The Patent System in the AI Era Will Redefine “Human Creativity”

The more deeply AI becomes involved in the process of invention, the more the patent system will be forced to reconsider what it means for “humans to invent.” Traditionally, it was taken for granted that humans would be responsible for the entire process of identifying a problem, considering means for solving it, and confirming its effects. However, in an era where AI generates candidates, optimizes designs, and proposes experimental conditions, the role of humans will change.

What will become important is not whether humans thought of everything entirely on their own. Rather, the key question will be whether humans technically evaluated AI outputs, gave them meaning in relation to the problem to be solved, embodied them in an implementable form, and completed them as technologies useful to society.

In other words, inventorship in the AI era is likely to shift from the simple question of “who first came up with the idea” to the question of “which human beings made an essential contribution to the technical creation.”

Conclusion

The remarks by the EPO President are not merely an expression of general caution regarding the increase in AI-related patents. They encompass multiple issues at the core of the patent system, including the concept of the inventor, ownership of rights, examination practice, and international coordination.
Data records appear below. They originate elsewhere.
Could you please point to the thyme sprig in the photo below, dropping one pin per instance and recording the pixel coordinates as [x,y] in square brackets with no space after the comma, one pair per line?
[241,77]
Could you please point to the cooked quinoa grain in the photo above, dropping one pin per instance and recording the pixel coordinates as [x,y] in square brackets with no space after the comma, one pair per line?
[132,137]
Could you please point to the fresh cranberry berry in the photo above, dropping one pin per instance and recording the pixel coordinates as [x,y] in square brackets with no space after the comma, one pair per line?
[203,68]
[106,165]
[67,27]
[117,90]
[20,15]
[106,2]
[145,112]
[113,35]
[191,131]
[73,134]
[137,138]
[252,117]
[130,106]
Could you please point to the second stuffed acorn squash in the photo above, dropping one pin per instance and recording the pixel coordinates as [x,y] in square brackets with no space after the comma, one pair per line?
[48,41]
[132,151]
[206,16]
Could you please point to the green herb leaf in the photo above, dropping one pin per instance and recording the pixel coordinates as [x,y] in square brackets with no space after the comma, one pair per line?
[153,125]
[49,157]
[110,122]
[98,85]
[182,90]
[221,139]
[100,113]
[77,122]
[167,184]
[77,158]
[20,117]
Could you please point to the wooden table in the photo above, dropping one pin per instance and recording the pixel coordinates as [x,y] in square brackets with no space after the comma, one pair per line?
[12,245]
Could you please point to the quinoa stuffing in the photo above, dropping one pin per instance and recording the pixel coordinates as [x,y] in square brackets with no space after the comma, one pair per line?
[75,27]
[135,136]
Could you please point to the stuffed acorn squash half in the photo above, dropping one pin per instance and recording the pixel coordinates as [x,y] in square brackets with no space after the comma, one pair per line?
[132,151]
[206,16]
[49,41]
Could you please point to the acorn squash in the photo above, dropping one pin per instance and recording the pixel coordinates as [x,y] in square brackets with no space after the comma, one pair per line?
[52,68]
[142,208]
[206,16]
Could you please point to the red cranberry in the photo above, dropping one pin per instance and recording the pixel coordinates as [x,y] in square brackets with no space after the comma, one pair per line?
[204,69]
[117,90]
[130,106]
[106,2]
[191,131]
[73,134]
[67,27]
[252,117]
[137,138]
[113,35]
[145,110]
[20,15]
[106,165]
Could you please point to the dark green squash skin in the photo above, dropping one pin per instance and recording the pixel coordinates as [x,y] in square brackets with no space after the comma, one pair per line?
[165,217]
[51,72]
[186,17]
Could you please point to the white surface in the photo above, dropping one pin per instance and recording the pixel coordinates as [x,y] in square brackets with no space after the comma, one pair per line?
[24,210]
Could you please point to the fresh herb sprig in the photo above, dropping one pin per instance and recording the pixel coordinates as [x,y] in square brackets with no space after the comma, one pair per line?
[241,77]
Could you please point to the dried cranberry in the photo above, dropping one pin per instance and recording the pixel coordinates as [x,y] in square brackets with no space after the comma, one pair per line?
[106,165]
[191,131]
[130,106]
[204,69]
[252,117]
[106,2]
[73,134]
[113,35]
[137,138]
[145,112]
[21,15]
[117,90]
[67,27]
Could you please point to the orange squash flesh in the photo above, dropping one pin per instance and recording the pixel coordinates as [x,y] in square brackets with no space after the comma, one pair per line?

AI is a powerful tool that assists invention. However, the more powerful AI becomes, the more important it becomes to evaluate human creative involvement. In future patent practice, what will be required is not simply whether AI was used, but a clear explanation of what technical judgments humans made through the use of AI.

The patent system in the AI era cannot be organized simply as a binary choice between recognizing AI as an inventor or not. Rather, the real question is how to reconcile human creativity, AI assistance, technical contribution, and the stability of rights. The EPO President’s remarks indicate that this debate is now entering a full-fledged stage.